Shutting down Al Jazeera's offices in Jerusalem will be a lengthy process and involves multiple offices and official bodies, lawyers have said.
Their estimates come a day after Ayoub Kara, Israel's communications minister, vowed to ban Al Jazeera's Jerusalem operations.
"Freedom of expression is not the freedom to incite and foment strife," he said. "Even democracy has its limits."
Kara used similar words to Netanyahu in his announcement, but upon closer inspection, there was a distinct lack of detail over what comes next.
"Revoking Al Jazeera's journalists' media credentials, shutting down its cable and satellite transmissions, and closing its local offices in the country are all measures that must overcome many legal barriers," Fady Khoury, a lawyer with legal centre Adalah, told Al Jazeera.
Kara called to revoke the press credentials of Al Jazeera journalists working in Israel.
However, the Government Press Office (GPO) which authorises these permits is not required to answer to the minister's requests.
Instead, security agencies must make a recommendation to the GPO director based on whether the issuance of such documents is liable to endanger national security.
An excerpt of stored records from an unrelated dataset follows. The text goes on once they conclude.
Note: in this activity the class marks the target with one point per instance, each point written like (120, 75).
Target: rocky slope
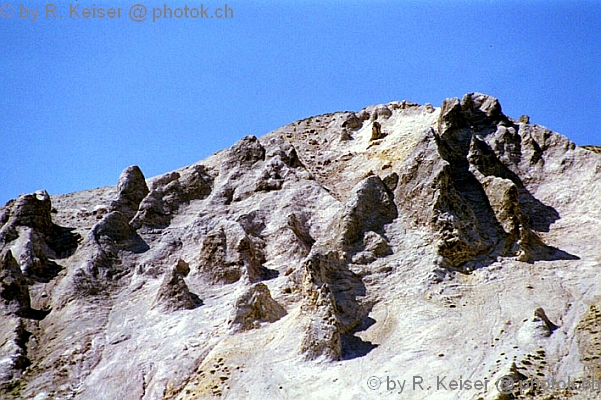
(402, 251)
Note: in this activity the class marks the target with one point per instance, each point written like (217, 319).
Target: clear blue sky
(81, 99)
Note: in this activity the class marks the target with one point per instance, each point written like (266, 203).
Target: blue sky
(81, 99)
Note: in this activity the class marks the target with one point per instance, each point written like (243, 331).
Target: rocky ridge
(398, 241)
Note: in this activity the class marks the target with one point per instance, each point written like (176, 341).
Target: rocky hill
(402, 251)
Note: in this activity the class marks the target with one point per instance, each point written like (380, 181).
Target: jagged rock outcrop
(254, 306)
(538, 326)
(228, 253)
(168, 192)
(104, 245)
(173, 294)
(369, 208)
(457, 224)
(244, 153)
(14, 290)
(376, 131)
(330, 305)
(34, 239)
(132, 189)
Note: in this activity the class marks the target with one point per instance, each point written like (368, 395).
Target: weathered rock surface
(14, 290)
(326, 260)
(131, 190)
(254, 306)
(173, 294)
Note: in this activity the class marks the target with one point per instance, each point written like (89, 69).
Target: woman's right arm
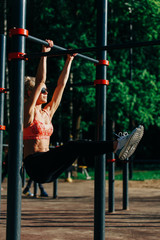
(40, 81)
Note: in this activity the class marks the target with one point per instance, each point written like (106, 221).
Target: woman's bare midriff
(32, 146)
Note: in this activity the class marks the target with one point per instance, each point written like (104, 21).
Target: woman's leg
(46, 167)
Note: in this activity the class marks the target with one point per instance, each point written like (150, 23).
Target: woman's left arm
(62, 81)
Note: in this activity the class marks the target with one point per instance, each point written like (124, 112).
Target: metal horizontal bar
(64, 50)
(61, 50)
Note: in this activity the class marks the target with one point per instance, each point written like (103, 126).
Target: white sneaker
(127, 144)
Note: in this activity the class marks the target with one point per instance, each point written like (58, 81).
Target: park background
(133, 95)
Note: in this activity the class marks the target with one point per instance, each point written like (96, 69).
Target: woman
(44, 165)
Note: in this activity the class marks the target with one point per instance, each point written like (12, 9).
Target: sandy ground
(71, 216)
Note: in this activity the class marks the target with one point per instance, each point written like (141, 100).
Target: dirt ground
(71, 216)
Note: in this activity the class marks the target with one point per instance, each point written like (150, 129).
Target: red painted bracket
(2, 127)
(111, 160)
(3, 90)
(17, 55)
(101, 81)
(102, 62)
(18, 31)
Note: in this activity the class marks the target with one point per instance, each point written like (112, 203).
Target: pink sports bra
(38, 129)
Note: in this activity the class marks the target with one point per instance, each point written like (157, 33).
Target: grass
(137, 175)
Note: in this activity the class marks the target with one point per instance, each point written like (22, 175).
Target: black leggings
(44, 167)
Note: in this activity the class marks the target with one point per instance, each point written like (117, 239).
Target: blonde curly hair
(29, 83)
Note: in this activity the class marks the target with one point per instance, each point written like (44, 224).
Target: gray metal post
(111, 181)
(55, 188)
(100, 162)
(16, 124)
(125, 185)
(2, 84)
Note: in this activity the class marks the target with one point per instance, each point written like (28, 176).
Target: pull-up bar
(62, 51)
(34, 39)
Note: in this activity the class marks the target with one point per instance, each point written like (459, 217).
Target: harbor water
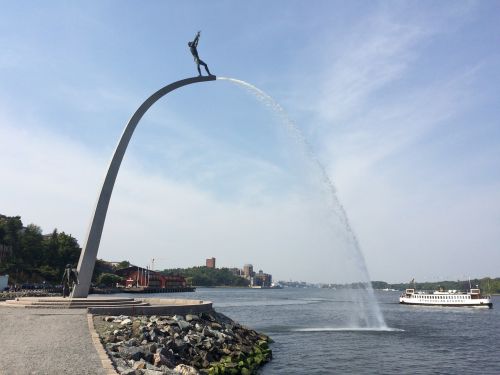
(312, 334)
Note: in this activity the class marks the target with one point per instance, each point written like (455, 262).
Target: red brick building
(210, 262)
(142, 277)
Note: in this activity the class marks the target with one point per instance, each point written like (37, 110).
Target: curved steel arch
(89, 253)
After the recommendation is heard, a hearing would take place to determine the outcome.
Blocking Al Jazeera
The second issue is blocking the Al Jazeera network from broadcasting through cable and satellite companies, which requires special legislation.
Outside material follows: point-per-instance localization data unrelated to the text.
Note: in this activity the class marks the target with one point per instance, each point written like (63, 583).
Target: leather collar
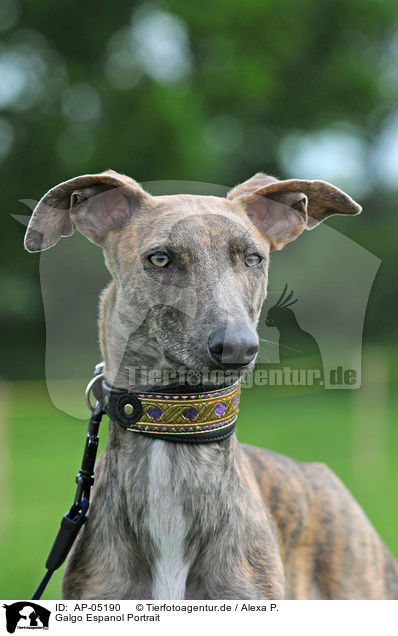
(196, 417)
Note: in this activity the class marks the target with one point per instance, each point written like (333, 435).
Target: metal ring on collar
(91, 384)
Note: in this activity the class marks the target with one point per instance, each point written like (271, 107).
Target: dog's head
(190, 272)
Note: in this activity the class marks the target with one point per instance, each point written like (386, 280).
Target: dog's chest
(167, 527)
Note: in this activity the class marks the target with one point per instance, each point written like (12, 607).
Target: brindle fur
(254, 524)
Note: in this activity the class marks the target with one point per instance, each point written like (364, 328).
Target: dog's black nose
(233, 346)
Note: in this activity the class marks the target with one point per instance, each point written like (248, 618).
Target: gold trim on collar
(188, 414)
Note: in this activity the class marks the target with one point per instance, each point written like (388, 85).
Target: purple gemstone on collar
(190, 413)
(155, 412)
(219, 410)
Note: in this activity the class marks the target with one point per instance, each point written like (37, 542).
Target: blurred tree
(210, 91)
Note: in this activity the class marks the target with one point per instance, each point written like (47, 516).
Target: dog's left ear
(95, 204)
(282, 210)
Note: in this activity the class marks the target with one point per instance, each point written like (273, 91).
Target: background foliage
(214, 92)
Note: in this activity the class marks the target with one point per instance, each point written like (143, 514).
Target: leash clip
(97, 378)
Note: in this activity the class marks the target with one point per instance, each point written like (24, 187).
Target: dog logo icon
(26, 615)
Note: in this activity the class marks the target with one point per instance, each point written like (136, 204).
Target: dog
(215, 520)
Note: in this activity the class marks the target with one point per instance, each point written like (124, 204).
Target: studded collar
(205, 416)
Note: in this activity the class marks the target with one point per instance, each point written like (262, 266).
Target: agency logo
(26, 615)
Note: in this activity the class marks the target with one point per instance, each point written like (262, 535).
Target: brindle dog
(211, 521)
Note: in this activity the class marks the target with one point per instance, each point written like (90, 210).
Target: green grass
(42, 447)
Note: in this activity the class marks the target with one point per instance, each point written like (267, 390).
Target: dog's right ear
(92, 203)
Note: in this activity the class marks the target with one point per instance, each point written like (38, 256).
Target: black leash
(126, 408)
(74, 519)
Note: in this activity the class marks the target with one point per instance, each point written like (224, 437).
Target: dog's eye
(159, 259)
(252, 260)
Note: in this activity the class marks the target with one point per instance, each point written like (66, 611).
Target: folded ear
(92, 203)
(282, 210)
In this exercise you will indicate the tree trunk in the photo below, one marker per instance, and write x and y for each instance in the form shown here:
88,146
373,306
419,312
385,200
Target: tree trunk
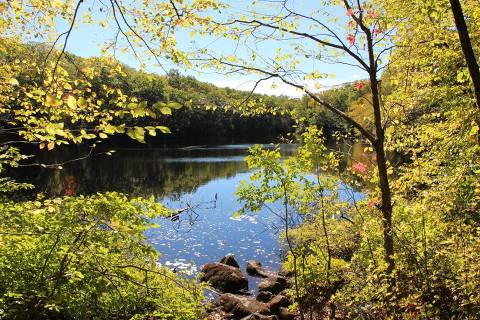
468,52
381,160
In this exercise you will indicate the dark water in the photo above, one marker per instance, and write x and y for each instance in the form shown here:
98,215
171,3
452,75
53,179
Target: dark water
201,178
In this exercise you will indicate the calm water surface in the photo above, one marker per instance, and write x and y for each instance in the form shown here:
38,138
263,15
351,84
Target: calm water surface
201,178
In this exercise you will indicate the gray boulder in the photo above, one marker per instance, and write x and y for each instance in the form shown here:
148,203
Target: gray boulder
242,306
229,260
274,284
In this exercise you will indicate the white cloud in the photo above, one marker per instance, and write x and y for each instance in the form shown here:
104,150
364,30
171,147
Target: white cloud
276,87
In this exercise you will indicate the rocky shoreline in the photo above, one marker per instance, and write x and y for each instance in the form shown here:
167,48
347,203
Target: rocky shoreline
235,302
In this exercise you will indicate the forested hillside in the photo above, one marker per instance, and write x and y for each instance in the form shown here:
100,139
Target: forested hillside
390,234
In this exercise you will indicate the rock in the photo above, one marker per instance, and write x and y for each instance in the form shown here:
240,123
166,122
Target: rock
284,314
277,303
254,268
224,278
229,260
273,284
242,306
264,296
257,316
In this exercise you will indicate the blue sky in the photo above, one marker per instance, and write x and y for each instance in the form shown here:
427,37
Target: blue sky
86,40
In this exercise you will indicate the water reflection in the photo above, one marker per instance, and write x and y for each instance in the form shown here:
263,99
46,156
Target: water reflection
139,172
201,178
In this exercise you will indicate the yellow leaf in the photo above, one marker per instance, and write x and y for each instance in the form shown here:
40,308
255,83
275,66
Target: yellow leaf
13,82
71,102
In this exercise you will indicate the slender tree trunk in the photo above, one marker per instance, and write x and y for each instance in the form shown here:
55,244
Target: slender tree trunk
381,161
468,52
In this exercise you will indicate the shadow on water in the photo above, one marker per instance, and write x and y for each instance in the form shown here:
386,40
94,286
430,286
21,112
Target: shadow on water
201,178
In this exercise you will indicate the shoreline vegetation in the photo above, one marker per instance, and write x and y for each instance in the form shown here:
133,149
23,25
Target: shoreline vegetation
410,249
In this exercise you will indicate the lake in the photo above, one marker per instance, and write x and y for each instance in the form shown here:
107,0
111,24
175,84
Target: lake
202,179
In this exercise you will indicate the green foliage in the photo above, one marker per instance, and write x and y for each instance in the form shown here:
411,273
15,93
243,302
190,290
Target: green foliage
86,257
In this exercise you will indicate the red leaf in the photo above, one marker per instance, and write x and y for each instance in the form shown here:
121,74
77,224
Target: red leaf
359,167
359,85
351,39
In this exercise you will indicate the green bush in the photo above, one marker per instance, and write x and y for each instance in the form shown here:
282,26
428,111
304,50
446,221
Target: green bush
87,258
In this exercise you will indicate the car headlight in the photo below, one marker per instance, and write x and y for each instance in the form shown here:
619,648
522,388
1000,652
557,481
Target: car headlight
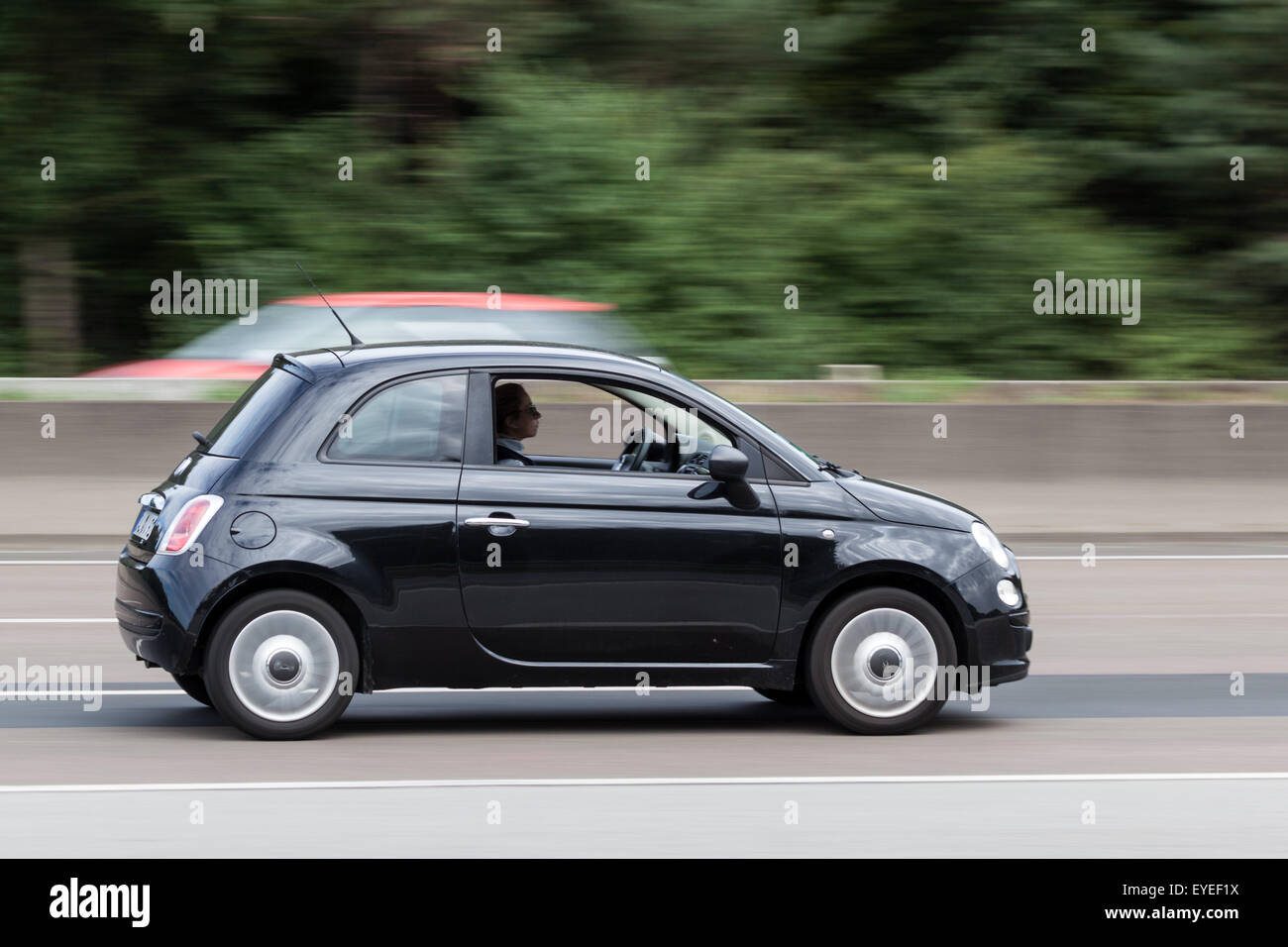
1008,592
988,541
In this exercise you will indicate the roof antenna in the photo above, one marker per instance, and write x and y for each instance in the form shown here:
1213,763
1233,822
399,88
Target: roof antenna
356,341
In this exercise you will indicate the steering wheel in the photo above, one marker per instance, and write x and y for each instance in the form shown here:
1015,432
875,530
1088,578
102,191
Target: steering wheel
638,444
Although Kara said that he has contacted these companies to obstruct the transmission of Al Jazeera, there has been no public confirmation yet.
Further, the decision to take down or launch channels rests in the hands of the Council for Cable TV and Satellite Broadcasting which,, according to the Israeli daily Haaretz, say they have not been part of the process.
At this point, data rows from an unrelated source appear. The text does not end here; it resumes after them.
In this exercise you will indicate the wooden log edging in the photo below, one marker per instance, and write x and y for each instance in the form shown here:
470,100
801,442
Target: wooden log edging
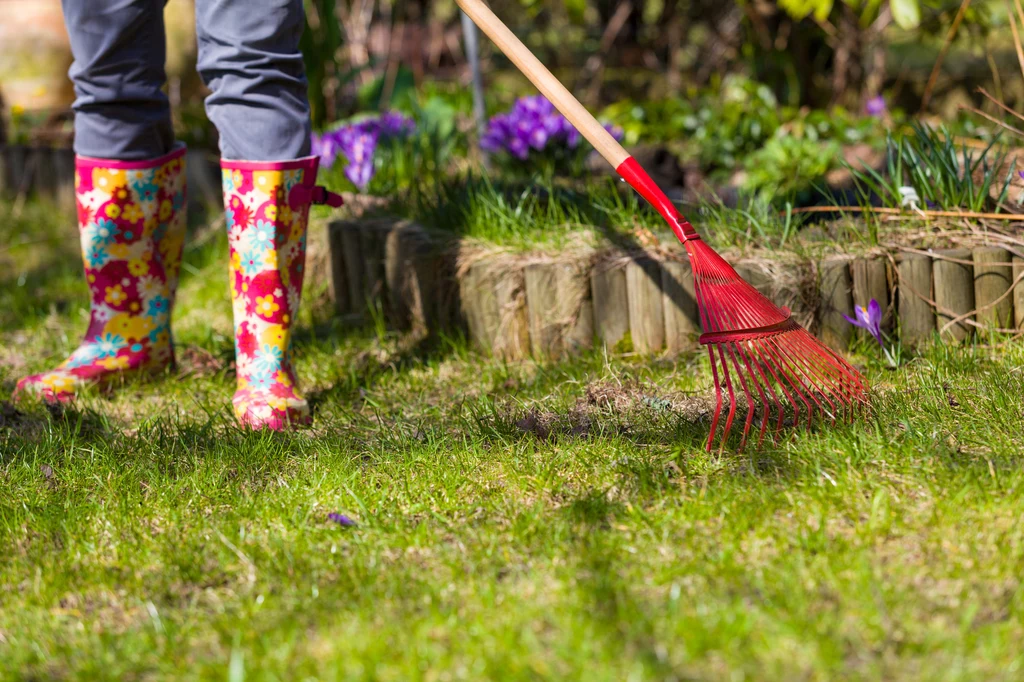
549,306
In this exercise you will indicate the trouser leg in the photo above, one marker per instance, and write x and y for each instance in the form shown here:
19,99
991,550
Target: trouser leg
249,56
119,48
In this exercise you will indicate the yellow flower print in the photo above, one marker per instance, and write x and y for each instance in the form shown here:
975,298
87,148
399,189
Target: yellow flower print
285,214
171,245
129,327
115,295
266,181
115,363
265,305
109,180
58,383
119,251
273,335
132,213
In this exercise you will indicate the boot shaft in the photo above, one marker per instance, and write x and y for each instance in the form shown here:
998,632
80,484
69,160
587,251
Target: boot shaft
132,227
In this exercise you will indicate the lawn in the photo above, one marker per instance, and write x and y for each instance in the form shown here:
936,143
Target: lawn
511,521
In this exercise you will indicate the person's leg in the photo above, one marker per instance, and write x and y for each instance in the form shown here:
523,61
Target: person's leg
130,194
249,56
119,48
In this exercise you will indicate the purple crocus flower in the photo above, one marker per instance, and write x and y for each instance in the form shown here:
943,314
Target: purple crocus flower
869,318
358,146
326,147
357,142
876,107
341,519
532,125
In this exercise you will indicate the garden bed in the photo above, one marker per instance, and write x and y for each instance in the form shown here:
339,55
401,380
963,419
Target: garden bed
545,303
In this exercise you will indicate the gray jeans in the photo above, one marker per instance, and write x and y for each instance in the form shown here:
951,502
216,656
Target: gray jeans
248,55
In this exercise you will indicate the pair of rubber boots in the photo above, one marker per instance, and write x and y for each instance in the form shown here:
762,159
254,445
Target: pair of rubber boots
132,224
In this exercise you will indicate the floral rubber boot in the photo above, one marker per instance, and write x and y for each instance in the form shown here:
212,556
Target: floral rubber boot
267,210
132,226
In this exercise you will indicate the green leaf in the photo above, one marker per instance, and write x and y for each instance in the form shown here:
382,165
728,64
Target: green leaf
906,13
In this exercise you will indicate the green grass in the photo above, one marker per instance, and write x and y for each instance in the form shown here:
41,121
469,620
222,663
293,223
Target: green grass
508,527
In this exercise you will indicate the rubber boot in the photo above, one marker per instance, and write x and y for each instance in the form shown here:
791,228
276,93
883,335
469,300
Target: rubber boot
132,225
267,211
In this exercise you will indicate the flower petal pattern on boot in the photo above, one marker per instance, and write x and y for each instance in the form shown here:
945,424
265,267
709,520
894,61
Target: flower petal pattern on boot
132,227
267,239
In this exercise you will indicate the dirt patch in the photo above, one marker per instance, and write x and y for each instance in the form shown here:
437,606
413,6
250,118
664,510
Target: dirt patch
624,407
196,361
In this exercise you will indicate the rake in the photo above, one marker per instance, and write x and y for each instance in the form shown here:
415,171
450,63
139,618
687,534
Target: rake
757,350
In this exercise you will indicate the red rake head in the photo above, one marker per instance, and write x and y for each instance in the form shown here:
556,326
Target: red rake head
765,358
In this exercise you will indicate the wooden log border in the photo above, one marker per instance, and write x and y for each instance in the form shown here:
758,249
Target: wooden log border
549,306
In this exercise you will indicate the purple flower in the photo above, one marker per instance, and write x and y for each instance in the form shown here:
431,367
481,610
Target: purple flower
326,147
869,318
341,519
532,125
876,107
357,142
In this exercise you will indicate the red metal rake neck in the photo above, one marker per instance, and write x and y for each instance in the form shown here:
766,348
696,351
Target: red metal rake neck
734,336
639,180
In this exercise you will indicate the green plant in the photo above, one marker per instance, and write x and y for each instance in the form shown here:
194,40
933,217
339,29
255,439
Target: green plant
786,166
941,173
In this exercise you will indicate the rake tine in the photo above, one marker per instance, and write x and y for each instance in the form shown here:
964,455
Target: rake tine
747,392
752,364
792,377
817,375
718,397
812,374
732,401
771,391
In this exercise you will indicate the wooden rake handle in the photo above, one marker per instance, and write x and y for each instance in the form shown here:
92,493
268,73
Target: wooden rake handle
578,115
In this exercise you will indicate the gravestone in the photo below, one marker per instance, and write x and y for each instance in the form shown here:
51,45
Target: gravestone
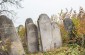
32,38
57,41
10,37
45,32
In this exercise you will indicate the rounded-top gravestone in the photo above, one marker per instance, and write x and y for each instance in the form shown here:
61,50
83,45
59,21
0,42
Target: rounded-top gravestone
56,34
44,25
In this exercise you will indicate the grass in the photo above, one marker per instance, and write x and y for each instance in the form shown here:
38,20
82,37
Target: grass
70,49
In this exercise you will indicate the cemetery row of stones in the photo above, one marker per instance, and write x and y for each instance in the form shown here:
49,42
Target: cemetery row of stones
44,37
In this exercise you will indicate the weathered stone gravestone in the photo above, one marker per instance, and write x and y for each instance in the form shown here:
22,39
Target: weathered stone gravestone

"Israel has no ability to restrict satellite transmission, as many Palestinian homes receive Al Jazeera broadcasts through private satellites that are not regulated by the state," said Khoury, the lawyer.
Lastly, the closure of Al Jazeera's offices has been a contentious subject between Kara and Gilad Erdan, the Israeli public security minister.
Kara appealed to Erdan to use his authority to close down the offices, but Erdan deflected the request to the police.
In turn, the police reportedly advised Erdan back to the communications ministry.
"The closing of Al Jazeera's local offices can only be justified by a concrete threat to security, the substantiation of which is doubtful in this case," Khoury said.
According to Omar Shakir, the Human Rights Watch director for Israel and Palestine, Kara's announcement is seen more as an attempt to shore up support for the Israeli premier, who is currently under investigation for allegations of corruption.
"The timing of the communication minister's announcement suggests that this threat is more about signalling to Netanyahu's political base than a concrete move to limit Al Jazeera's operations at this stage," said Shakir.